No. It was different this time. He had had the date of the flight changed to tomorrow night, the same flight as Rakel. He had even reserved a seat for her beside him in business class and paid for an upgrade. He had wondered whether to tell her about what he was doing, but he knew what she would think: He hadn’t changed; there was still the same madness driving him; nothing would change, ever. But sitting there, beside each other, with the acceleration pressing them backward into the seats and then feeling the lift, the lightness, the inexorable, she would finally know they had left the old days behind them, beneath them, that their journey had begun.

H
ARRY GOT OFF
the airport express, crossed the bridge to the Opera House, walked over the Italian marble toward the main entrance. Through the glass he could see elegantly dressed people behind the ropes in the expensive foyer, making conversation and being served finger food and drinks.

Outside the entrance stood a man wearing a suit and an earpiece, his hands in front of his crotch as if facing a free kick. Broad-shouldered, but no beef. Trained eyes that had spotted Harry long ago, and were now studying things
around
him that might have some significance. Which could only mean that he was with the Police Security Service, and that the Chief of Police or someone from the government was present. The man took two steps toward Harry as he approached.

“Sorry, private party …” he began, but stopped when he saw Harry’s ID card.

“It’s nothing to do with your chief, pal,” Harry said. “Just need to have a few words with someone. Official business.”

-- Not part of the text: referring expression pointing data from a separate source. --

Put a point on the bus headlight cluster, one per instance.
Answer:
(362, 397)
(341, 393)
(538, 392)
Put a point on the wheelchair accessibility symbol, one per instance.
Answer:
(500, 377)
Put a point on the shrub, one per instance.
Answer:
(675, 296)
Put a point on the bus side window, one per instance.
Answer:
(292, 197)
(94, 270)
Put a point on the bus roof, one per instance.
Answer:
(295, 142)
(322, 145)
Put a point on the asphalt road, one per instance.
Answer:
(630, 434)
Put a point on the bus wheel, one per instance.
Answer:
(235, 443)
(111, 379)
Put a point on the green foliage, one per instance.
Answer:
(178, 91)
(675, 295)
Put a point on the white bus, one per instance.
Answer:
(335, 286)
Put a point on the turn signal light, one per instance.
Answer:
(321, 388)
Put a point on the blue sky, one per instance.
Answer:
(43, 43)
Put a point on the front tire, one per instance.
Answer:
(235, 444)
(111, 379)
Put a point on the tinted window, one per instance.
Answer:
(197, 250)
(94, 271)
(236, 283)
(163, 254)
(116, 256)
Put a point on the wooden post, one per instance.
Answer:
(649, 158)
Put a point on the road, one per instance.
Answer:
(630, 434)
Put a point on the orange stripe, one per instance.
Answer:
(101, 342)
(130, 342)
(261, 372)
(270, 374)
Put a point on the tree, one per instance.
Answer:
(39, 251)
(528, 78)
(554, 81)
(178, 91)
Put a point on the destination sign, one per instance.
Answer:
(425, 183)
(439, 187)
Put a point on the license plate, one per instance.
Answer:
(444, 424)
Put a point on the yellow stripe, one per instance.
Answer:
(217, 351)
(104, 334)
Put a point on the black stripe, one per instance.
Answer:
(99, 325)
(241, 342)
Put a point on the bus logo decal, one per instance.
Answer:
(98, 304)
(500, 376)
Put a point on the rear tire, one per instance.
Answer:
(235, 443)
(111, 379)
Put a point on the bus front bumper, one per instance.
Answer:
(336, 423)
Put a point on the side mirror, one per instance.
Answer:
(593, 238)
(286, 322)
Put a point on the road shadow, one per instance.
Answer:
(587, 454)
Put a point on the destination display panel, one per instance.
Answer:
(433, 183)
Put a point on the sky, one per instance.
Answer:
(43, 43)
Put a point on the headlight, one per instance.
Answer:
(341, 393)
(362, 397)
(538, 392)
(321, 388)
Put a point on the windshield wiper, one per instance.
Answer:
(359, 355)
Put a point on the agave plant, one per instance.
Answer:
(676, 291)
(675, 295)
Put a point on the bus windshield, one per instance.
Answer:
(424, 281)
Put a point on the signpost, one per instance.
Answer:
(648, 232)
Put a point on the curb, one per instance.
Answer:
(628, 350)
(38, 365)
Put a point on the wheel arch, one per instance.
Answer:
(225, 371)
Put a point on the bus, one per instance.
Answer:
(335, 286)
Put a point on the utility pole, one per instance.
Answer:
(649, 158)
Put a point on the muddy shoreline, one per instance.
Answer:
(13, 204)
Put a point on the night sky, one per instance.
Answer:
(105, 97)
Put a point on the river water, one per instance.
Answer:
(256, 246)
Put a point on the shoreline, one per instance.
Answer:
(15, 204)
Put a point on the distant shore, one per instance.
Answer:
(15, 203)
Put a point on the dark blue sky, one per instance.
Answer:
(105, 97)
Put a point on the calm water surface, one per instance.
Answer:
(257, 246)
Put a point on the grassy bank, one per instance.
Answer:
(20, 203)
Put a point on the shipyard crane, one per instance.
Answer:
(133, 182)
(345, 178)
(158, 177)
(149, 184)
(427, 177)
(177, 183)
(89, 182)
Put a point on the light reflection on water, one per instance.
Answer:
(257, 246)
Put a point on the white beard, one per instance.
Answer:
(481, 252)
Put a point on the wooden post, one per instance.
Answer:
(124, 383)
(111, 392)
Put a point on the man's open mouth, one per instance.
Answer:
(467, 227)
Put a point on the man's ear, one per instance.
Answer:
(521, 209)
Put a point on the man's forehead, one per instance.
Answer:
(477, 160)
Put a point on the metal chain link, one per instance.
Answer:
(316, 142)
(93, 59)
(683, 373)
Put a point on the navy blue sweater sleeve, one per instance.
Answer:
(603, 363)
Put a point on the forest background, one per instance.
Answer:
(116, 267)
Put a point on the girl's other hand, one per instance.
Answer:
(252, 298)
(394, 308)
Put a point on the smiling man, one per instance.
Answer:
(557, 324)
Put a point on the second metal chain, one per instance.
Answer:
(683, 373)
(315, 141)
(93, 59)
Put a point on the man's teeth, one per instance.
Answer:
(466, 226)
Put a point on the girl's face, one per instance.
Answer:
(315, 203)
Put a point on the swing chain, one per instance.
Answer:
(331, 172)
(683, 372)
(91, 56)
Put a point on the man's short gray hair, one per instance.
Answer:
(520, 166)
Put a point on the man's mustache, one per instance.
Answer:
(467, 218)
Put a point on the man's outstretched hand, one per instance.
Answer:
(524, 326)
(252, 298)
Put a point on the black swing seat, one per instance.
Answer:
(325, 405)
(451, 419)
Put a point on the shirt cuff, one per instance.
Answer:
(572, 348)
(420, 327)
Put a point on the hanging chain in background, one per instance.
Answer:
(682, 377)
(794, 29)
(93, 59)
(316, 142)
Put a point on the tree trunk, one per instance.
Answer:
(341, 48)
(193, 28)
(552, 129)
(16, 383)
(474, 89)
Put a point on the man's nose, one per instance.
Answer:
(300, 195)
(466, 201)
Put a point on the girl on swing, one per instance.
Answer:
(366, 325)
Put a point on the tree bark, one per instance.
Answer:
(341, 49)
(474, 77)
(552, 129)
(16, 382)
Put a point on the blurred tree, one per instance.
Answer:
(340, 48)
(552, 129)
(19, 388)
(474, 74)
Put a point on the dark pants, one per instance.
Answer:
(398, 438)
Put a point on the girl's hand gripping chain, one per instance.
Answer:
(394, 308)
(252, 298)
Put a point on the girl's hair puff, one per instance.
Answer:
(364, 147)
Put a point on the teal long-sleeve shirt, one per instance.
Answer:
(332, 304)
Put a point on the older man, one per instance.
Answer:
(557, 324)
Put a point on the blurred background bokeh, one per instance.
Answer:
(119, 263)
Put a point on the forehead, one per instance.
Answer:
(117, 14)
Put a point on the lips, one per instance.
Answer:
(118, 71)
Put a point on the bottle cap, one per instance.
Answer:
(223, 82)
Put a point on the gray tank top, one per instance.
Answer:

The man nodded, spoke into the microphone on his lapel and let Harry pass.

The foyer was a huge igloo that Harry could see was populated by many faces he recognized despite his long exile: the press poseurs, TV’s talking heads, celebrities from sports and politics, plus culture’s éminences more or less grises. And Harry saw what Isabelle Skøyen had meant when she’d said it was hard to find a tall enough date when she wore heels. She was easy to spot towering above the assembled guests.

Harry hopped over the rope and plowed a path through, with a repeated “sorry” as white wine slopped around him.

Isabelle was speaking to a man who was half a head smaller than she was, but her ingratiating, enthusiastic facial expression suggested to Harry that he was several heads higher in power and status. Harry was three yards away when a man appeared in front of him.

“I’m the officer who’s just been talking to your colleague outside,” Harry said. “I’m going to have a word with
her
.”

“Be my guest,” said the guard, and Harry thought he could hear a certain subtext.

Harry took the last steps.

“Hi, Isabelle,” he said and saw the surprise on her face. “Hope I’m not interrupting … your career?”

“Inspector Hole,” she answered with a screech of laughter, as if sharing an in-joke.

The man beside her was quick on the draw with his hand and—rather superfluously—said his name. A long career on the top floor of City Hall had presumably taught him that popularity with the common man was rewarded on election day. “Did you enjoy the performance, Inspector?”

“Yes and no,” Harry said. “I was mostly glad it was over, and I was on my way home when I realized that there were a couple of things I hadn’t got clear.”